The most enduring connection in Clarke’s music, however, is with the French school. It is not surprising, in a certain sense, that the judges assumed that his anonymous work was by Ravel. They share a similar approach to harmony, form and melody. And like Debussy before her, Clarke was captivated by the sound of Indonesian gamelan when she heard it performed at the 1900 World’s Fair in Paris. His work is imbued with the orientalist sound so beloved of French modernists at the turn of the century, saturating his works for viola as Morpheus (1916), summer moon (1924) and, of course, the Sonata. Unusually among composers of her generation, Clarke traveled to the countries whose music inspired her – Indonesia was among the countries she visited on her 1922-23 performance tour, and her song of 1919’s “Down by the Salley Gardens” was written in Hawaii, perhaps trying to emulate the sound of Chinese musicians she heard playing there.

It is clear from all of Clarke’s music that she was an accomplished performer; his works have a theatricality that truly savors and showcases the physicality of musical creation. Nowhere is this more apparent than in his song “The Seal Man” (1922), telling the story of a young woman who drowns in the ocean trying to follow her lover. The piano and vocal part are unabashedly dramatic, the singer alternating between sung and semi-spoken passages to differentiate the individual characters in the song. And the piano part is virtuosic in that it always threatens, like the sea, to overwhelm and dominate the singer. The vocalist and pianist must be in perfect tune for this song to work convincingly, creating an experience that can be truly electrifying live.

Clarke is now recognized as one of the most important “woman songwriters” of her generation – but as she sternly told a reporter, “I’d rather be seen as a 16th-rate songwriter than be judged as if there was only one type of musical art”. for men and another for women. Gender bias during Clarke’s lifetime kept her out of the limelight, but her outstanding works should surely secure her a position as one of the most important musicians of her generation: modernist composer, international performer and pioneering composer. for viola.

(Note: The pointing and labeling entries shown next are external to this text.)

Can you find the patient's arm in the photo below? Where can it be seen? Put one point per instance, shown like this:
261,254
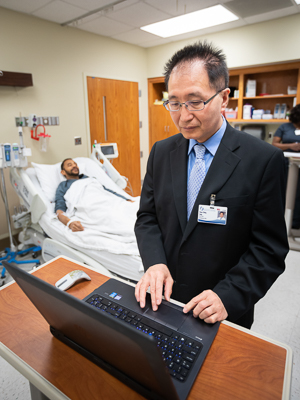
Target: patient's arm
75,226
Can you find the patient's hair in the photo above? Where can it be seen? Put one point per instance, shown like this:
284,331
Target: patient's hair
63,163
213,59
295,115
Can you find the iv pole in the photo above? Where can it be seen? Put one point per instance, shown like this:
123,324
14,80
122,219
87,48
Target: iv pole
11,252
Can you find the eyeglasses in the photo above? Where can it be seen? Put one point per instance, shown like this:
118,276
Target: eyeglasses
190,105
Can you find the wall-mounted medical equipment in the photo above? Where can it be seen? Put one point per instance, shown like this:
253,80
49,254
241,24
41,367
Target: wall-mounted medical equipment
33,120
98,155
110,150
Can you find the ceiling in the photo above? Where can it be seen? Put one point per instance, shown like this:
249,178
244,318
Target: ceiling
121,19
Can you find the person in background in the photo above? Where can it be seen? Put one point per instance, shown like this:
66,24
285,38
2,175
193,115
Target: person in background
70,170
218,270
287,138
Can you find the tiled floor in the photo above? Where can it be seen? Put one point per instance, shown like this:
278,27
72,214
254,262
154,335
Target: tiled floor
277,316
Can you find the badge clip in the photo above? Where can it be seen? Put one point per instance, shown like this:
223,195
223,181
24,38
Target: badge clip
212,199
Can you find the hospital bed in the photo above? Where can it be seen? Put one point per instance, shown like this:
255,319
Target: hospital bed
36,186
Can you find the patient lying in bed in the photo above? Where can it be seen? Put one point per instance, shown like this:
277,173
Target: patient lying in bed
96,217
70,170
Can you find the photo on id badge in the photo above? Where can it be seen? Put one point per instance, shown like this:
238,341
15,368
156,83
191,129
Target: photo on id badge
212,215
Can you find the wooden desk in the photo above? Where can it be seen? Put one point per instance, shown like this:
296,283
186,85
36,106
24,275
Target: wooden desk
239,365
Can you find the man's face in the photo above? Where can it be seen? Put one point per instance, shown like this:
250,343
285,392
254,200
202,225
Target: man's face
189,81
70,170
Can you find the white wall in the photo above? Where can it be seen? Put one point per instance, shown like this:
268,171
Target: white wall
59,58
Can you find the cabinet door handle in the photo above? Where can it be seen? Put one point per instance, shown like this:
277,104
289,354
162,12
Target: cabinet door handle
104,118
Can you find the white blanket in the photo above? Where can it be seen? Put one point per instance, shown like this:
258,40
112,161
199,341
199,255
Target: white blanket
108,220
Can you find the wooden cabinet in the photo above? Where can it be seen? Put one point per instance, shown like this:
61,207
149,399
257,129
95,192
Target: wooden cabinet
272,83
272,79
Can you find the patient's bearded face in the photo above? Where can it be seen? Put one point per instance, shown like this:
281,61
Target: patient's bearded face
71,169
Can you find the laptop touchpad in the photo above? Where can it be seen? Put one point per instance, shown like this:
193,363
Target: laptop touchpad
167,316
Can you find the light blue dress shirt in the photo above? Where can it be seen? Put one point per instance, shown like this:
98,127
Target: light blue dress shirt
211,146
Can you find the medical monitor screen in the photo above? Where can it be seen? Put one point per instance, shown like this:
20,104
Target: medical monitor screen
107,150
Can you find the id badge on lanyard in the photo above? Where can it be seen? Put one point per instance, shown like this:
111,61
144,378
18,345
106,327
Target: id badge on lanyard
211,214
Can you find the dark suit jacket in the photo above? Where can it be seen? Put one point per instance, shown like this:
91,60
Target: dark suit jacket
238,261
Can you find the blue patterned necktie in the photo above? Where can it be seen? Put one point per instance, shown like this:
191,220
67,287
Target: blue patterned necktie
196,178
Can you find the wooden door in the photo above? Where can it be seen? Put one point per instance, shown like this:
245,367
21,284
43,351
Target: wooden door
114,118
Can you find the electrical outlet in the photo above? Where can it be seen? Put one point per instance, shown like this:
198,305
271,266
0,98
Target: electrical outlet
77,140
32,120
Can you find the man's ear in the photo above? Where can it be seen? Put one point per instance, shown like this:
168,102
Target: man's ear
225,100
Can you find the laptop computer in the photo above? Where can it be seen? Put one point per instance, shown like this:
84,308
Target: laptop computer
158,354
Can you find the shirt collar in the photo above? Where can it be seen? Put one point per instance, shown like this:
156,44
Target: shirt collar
213,142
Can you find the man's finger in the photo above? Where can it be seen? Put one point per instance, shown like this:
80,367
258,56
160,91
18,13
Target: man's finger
168,288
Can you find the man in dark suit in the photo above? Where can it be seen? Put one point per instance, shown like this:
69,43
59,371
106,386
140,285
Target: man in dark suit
219,270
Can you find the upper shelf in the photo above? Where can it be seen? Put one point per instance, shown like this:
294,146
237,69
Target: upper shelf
271,96
8,78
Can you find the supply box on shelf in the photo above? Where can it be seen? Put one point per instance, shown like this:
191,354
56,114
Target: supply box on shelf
231,114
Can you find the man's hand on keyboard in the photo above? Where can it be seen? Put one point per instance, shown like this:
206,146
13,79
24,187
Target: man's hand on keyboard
207,306
156,277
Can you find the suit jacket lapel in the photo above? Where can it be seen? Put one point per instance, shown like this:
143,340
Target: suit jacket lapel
222,166
178,159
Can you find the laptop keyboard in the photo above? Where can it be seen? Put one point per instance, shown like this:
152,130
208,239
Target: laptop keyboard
179,352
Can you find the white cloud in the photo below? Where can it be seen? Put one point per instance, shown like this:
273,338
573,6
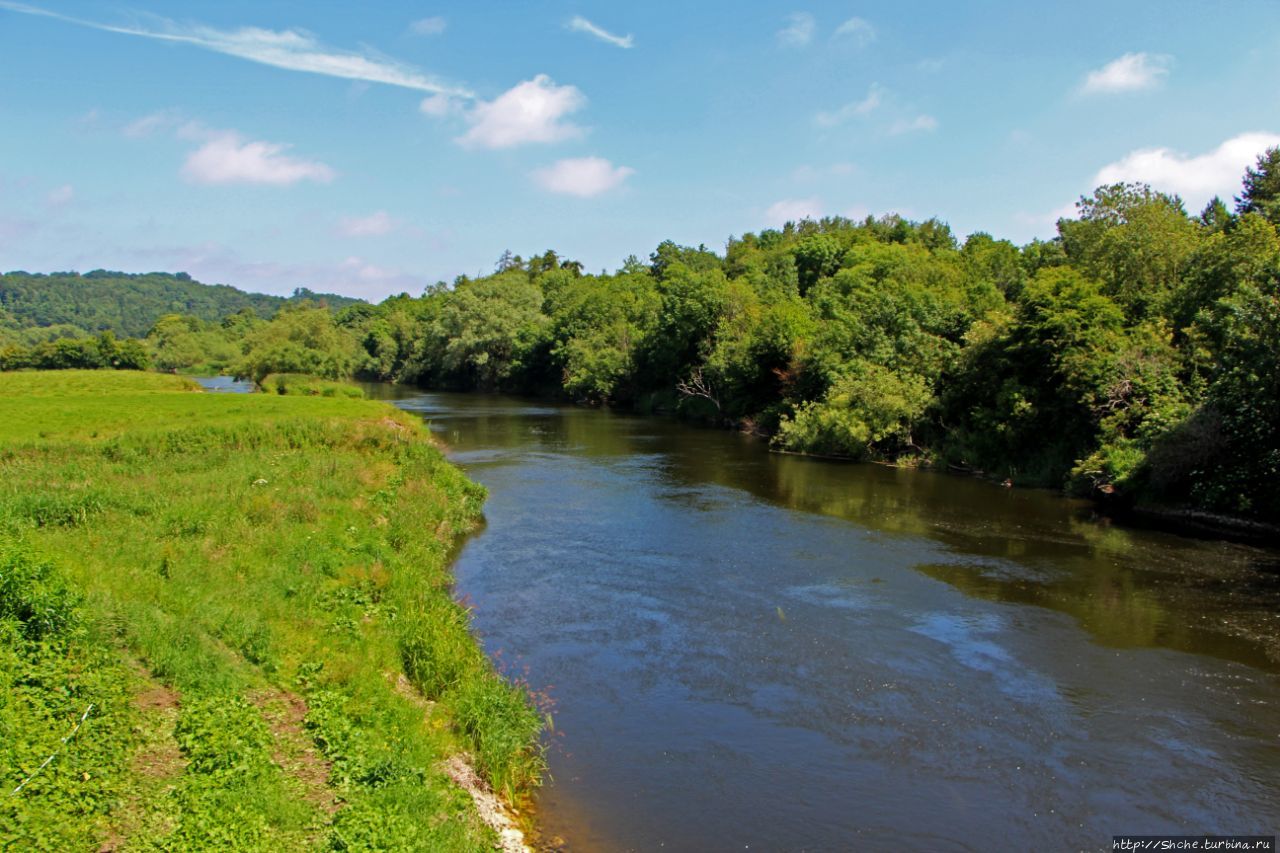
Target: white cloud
780,213
583,177
60,196
1130,73
529,112
856,30
808,173
854,109
289,49
920,123
375,224
433,26
799,30
581,24
1196,178
149,124
228,158
439,105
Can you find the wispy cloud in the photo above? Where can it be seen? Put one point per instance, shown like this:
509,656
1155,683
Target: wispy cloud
60,196
439,105
433,26
229,158
577,23
808,173
1129,73
858,31
375,224
152,123
919,124
288,49
581,177
1196,178
530,112
799,30
854,109
780,213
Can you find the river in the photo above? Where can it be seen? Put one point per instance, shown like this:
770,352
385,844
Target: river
752,651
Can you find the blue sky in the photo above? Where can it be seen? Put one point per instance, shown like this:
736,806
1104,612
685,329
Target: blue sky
370,149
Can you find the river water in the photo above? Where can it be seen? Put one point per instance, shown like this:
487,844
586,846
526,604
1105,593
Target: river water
752,651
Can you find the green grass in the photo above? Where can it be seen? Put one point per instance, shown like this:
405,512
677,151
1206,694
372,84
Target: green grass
211,550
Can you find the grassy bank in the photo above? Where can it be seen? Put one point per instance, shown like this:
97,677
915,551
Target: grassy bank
248,596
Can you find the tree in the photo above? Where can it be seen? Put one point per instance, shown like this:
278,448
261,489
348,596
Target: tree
1261,192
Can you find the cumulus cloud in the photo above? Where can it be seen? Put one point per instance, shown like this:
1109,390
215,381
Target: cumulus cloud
780,213
433,26
375,224
799,30
919,124
1130,73
581,24
288,49
854,109
858,31
228,158
1196,178
583,177
530,112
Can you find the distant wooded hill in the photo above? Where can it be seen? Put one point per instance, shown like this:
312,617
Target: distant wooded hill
129,304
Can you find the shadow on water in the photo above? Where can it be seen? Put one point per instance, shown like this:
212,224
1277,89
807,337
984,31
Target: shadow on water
752,648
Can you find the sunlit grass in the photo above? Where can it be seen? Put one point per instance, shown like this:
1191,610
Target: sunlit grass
224,544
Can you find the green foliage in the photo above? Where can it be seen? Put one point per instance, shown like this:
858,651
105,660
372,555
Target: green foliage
56,673
301,340
1261,192
232,550
293,383
127,304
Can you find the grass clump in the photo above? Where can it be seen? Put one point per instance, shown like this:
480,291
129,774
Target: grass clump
186,553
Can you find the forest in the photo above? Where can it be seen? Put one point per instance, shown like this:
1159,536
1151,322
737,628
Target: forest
36,308
1134,357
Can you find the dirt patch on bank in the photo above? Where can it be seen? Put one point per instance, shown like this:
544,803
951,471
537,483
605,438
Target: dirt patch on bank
295,752
489,806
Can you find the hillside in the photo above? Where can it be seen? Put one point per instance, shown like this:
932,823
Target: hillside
128,304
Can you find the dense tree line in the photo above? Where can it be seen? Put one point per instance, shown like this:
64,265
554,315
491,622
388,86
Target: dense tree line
1137,354
124,304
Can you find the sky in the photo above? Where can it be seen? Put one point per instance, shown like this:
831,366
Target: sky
374,149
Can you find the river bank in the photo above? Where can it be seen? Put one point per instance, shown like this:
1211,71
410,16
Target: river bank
772,651
248,598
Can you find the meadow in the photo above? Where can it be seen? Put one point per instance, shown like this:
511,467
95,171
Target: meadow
245,602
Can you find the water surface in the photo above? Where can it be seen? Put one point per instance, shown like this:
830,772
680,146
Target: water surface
768,652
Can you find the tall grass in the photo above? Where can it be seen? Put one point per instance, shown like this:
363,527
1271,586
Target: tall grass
216,546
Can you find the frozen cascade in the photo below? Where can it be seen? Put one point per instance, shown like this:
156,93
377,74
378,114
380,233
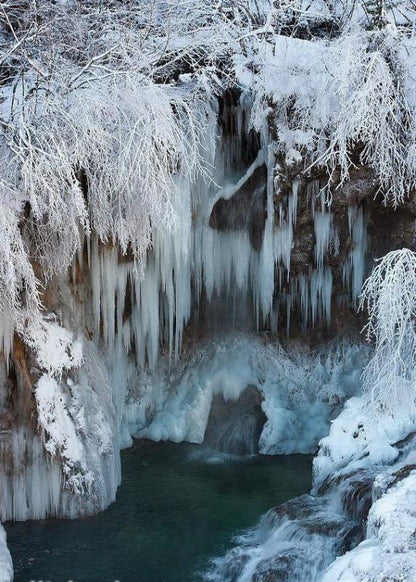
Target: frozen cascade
299,391
6,566
141,310
354,266
299,540
136,313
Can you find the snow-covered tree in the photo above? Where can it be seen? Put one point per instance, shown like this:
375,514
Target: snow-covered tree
390,298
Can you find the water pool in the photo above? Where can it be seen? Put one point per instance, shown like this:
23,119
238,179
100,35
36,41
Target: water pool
178,505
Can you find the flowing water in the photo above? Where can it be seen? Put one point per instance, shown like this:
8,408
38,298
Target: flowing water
178,505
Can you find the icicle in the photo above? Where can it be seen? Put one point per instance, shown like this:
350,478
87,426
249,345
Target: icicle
322,224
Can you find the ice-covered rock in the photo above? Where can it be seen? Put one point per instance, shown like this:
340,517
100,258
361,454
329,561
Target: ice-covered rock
6,566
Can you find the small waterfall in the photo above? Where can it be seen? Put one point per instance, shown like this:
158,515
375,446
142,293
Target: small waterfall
296,541
234,427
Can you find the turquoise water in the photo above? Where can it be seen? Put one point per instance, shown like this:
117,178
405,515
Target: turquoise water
175,509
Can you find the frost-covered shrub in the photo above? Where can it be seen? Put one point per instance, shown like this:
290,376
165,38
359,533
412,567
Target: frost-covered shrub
390,298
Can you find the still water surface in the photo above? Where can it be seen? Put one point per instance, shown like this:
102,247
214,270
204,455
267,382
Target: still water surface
178,505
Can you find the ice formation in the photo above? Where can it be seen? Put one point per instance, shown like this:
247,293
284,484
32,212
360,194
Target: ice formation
6,566
300,391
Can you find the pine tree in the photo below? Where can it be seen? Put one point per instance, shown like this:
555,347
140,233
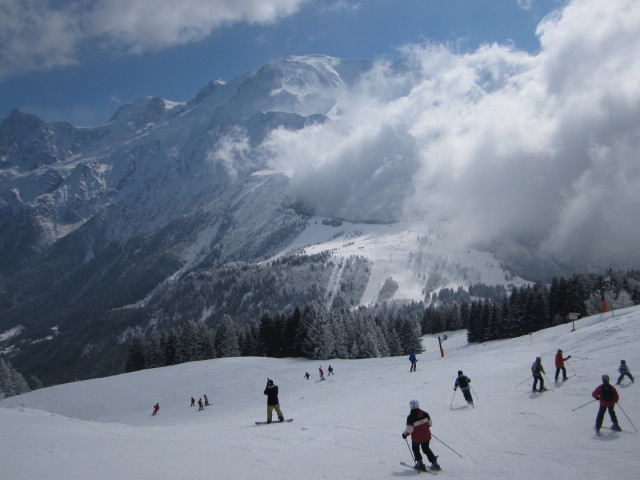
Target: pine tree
227,338
135,355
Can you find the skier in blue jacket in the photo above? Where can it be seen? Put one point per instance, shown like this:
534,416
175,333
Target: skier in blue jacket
414,361
624,372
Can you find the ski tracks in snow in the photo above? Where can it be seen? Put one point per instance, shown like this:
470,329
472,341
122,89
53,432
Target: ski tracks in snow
334,282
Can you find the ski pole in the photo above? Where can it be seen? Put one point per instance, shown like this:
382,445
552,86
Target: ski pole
625,414
583,405
410,451
446,446
474,392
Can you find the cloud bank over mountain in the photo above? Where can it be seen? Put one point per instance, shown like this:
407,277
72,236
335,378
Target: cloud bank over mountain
495,144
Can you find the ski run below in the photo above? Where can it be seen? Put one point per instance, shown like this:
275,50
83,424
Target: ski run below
346,427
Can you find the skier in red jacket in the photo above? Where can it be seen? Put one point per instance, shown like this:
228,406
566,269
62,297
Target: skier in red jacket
560,365
608,397
418,423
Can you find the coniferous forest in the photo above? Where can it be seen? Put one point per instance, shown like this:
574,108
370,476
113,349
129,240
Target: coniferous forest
314,332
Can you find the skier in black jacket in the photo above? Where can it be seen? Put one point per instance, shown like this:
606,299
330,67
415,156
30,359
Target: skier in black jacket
463,382
537,370
272,401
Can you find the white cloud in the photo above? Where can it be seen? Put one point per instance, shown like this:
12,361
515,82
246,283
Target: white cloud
39,34
501,144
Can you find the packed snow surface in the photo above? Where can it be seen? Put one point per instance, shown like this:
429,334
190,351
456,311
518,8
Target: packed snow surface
346,427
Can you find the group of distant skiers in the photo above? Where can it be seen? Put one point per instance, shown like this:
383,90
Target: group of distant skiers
200,404
605,393
419,422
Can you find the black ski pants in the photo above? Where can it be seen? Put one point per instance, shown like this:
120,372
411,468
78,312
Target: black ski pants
600,416
537,378
425,448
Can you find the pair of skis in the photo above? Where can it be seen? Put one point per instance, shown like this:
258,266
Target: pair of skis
275,421
427,470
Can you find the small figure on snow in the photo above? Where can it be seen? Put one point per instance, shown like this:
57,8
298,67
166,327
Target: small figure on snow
463,382
624,371
560,365
418,423
272,401
537,370
414,362
608,397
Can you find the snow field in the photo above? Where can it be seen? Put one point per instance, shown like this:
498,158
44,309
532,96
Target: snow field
346,427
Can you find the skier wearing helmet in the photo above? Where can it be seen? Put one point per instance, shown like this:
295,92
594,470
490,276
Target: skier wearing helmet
418,423
607,395
463,382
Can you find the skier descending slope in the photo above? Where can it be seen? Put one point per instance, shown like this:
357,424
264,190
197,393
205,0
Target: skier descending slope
463,382
272,401
418,426
537,370
608,397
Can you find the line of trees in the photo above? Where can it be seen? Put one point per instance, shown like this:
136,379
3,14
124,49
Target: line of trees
315,332
13,382
533,307
312,332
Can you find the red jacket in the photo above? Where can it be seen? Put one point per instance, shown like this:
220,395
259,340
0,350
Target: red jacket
597,393
418,423
560,360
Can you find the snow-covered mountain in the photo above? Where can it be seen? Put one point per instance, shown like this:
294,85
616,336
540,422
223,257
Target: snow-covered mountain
347,426
102,228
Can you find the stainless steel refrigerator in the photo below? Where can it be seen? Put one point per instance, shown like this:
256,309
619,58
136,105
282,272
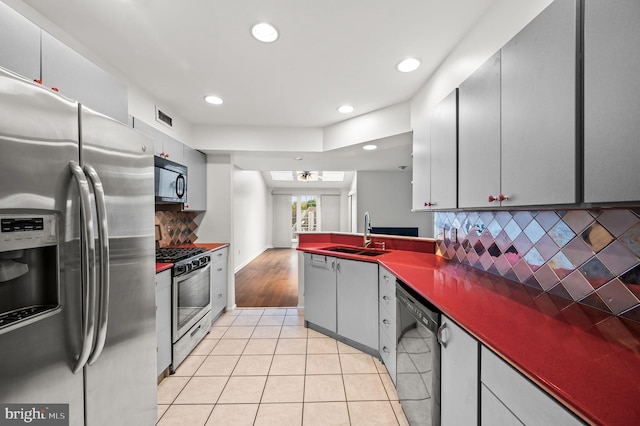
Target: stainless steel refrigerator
77,297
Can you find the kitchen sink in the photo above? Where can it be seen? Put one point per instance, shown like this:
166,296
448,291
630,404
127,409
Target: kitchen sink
355,250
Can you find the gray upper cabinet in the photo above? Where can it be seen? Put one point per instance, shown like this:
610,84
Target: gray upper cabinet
163,145
539,68
611,101
443,154
19,43
479,137
196,163
421,183
78,78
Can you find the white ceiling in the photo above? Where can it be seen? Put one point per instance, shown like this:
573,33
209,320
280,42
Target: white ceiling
329,53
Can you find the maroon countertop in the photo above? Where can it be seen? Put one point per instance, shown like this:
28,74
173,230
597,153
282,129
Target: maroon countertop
587,359
209,246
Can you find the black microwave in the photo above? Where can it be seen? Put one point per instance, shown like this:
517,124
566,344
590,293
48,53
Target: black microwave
170,181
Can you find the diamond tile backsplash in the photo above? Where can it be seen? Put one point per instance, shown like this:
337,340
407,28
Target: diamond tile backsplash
173,227
589,256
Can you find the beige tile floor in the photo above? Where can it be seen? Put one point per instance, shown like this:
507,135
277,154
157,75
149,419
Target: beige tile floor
262,367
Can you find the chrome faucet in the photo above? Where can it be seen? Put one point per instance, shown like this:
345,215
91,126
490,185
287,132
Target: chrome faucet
367,231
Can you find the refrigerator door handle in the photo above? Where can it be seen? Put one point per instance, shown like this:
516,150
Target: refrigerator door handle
88,272
103,240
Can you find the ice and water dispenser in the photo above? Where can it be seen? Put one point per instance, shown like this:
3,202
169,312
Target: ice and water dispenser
29,278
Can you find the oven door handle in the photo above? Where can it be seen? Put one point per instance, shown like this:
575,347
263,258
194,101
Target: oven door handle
440,334
176,328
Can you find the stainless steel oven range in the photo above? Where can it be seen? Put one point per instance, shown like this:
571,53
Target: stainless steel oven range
190,298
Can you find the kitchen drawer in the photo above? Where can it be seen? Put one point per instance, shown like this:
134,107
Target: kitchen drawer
163,279
523,399
218,298
183,347
220,254
388,349
387,323
387,283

When did Rebecca Clarke die?

Rebecca Clarke died in New York on October 13, 1979, at the age of 93.

Excerpts from Rebecca Clarke’s memoir ‘I Had a Father Too, or The Mustard Spoon’ used with permission.

Rebecca Clarke’s Style

Modernism

Until the 1920s, there was little consensus on what “modernist” music was or should be. Clarke was one of several composers experimenting with different directions for new music, writing pieces that incorporated a range of styles, including Impressionism and Neo-Classicism.

Orientalism

Clarke was composing during a British vogue for Chinoiserie, and many of his works can be considered musical Chinoiserie. More generally, she has often used sounds inspired by Indonesian gamelan (above).

French influence

Harmonically, Clarke’s work is closely aligned with the music of composers such as Ravel and Debussy, and critics with some justification have often compared her to them during her lifetime.

English heritage

Like his friend and contemporary Vaughan Williams, Clarke included historic English music among his influences, ranging from 16th-century Tudor polyphony to folk music.

We’ve named Rebecca Clarke one of the greatest songwriters of all time.